違いと差の話

四国へ行ってはじめて知ったのですが、四国は山ひとつ越えると酒の味が違います。
当然、言葉もちがいます。
土佐は言葉が独特ですが、徳島は限りなく関西の言葉やアクセントに近いです。一番興味深かったのは愛媛でアクセントがばらばらで、(大江さんも著書で書かれてますが)大江健三郎さんの生まれた内子という町の辺りや伊予大洲のあたりは面白いくらいにアクセントがなく、開けてる今治や松山や伊予西条は関西に近いアクセントです。宇和島だとアクセントはどちらかというと標準語に近い印象をうけました。このアクセントの話を何の気なしに高松で年上のお遍路さんに言ったら気がつかなかったらしく、言語の研究をしてるの?と不思議な顔をされたんすけど、あまり気がつく人っていないかもしれません。私は必要があって大阪と名古屋でそれぞれの方言を理解しようとして、言葉そのもののほかに重要なのはアクセントじゃないかって気がついてそこらへんに注意を払うようになったのですけど、そういう意識がなければあまり気がつかないらしい。


違いとか差っていうものは実は知ろうとしなければ明白なものであっても全く判らないところがあるのかもしれません。
この前つるの剛士と言う人が深夜番組でニイニイゼミとミンミンゼミ、ツクツクホウシの鳴真似をしたりセミにおける差異をアツく語ってて、そうそうそうそう!なんて思ったのですが、セミを捕まえようとしたことが無い人間には差異はなかなか判らないだろうな、たぶん普通の人はセミのひとくくりで終わりだろうなー、なんて思っていました。

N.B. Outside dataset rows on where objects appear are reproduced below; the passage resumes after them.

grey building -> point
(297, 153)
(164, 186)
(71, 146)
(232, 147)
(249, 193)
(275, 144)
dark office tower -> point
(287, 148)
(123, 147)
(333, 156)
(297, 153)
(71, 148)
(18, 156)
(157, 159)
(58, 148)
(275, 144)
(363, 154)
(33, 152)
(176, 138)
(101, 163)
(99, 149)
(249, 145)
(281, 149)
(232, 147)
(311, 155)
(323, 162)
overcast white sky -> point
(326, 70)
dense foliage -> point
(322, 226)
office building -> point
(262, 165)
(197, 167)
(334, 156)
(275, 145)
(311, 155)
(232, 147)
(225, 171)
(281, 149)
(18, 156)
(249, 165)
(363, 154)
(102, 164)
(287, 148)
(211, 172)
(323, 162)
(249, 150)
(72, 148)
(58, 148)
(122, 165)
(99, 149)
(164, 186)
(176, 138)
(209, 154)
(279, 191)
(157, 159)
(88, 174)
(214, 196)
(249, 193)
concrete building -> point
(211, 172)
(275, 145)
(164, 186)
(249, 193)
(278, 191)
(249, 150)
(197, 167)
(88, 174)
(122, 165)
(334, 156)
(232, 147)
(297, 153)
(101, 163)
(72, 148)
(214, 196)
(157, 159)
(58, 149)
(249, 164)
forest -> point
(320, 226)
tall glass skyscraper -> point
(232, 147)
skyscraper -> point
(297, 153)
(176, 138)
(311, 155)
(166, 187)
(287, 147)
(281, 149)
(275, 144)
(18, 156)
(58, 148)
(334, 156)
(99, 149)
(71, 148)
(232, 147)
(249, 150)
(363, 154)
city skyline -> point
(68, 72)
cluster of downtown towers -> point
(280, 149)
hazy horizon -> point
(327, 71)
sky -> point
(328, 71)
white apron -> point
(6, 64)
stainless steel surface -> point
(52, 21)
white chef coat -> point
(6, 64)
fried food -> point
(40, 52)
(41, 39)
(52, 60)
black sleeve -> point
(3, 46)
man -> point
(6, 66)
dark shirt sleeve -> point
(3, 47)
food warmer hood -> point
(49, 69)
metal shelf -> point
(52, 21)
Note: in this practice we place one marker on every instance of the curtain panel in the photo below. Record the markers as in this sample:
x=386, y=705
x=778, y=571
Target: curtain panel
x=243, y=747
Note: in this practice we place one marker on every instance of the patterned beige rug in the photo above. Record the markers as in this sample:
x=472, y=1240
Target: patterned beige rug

違いとか差っていうものを別に判らなくても問題ないことのほうが多いのです。セミの差とか方言におけるアクセントの差なんて知ってたってその人の本質には影響を与えませんし、知ることに意味はないことが多いのです。ただ、違いを知ってる人間や、違いがある当事者からすると、ああこの人は違いや差が判らない粗雑な人なんかなー、って云う評価を受けるだけ。セミをききわける子供からするとききわけられない大人はつまらない大人だって云う評価になりますし、名古屋弁が幅を利かす職場で名古屋弁のニュアンスが判らないとああこの人は名古屋社会が判らない余所者って言うレッテルを貼られるだけっす。
もちろん違いや差を知ってたほうがいい場合も有ります。ビジネスなんか特にそうで、東海銀行三和銀行が合併したとき主導権を握った三和は名古屋でも大阪では通用した三和のビジネススタイルを強制したので名古屋の取引き先から総スカンを喰っちまって名古屋では他行に融資を奪われるって云うケースが続発しました。大阪と名古屋の金融事情の差や違いを理解してたらそんなことにはならなかったはずなんすけど。


相手との信頼を築きたいなんて思ったら相手と自分の違いや差、相手の置かれた環境と自分が身を置く環境との差や違いを確認し、あるていどの配慮するのが一番だったりします。
ただ、違いや差を知っていても仕事してるといろんな事情があって配慮できないことがあるんで、大きな口叩けないところがあるんすけども。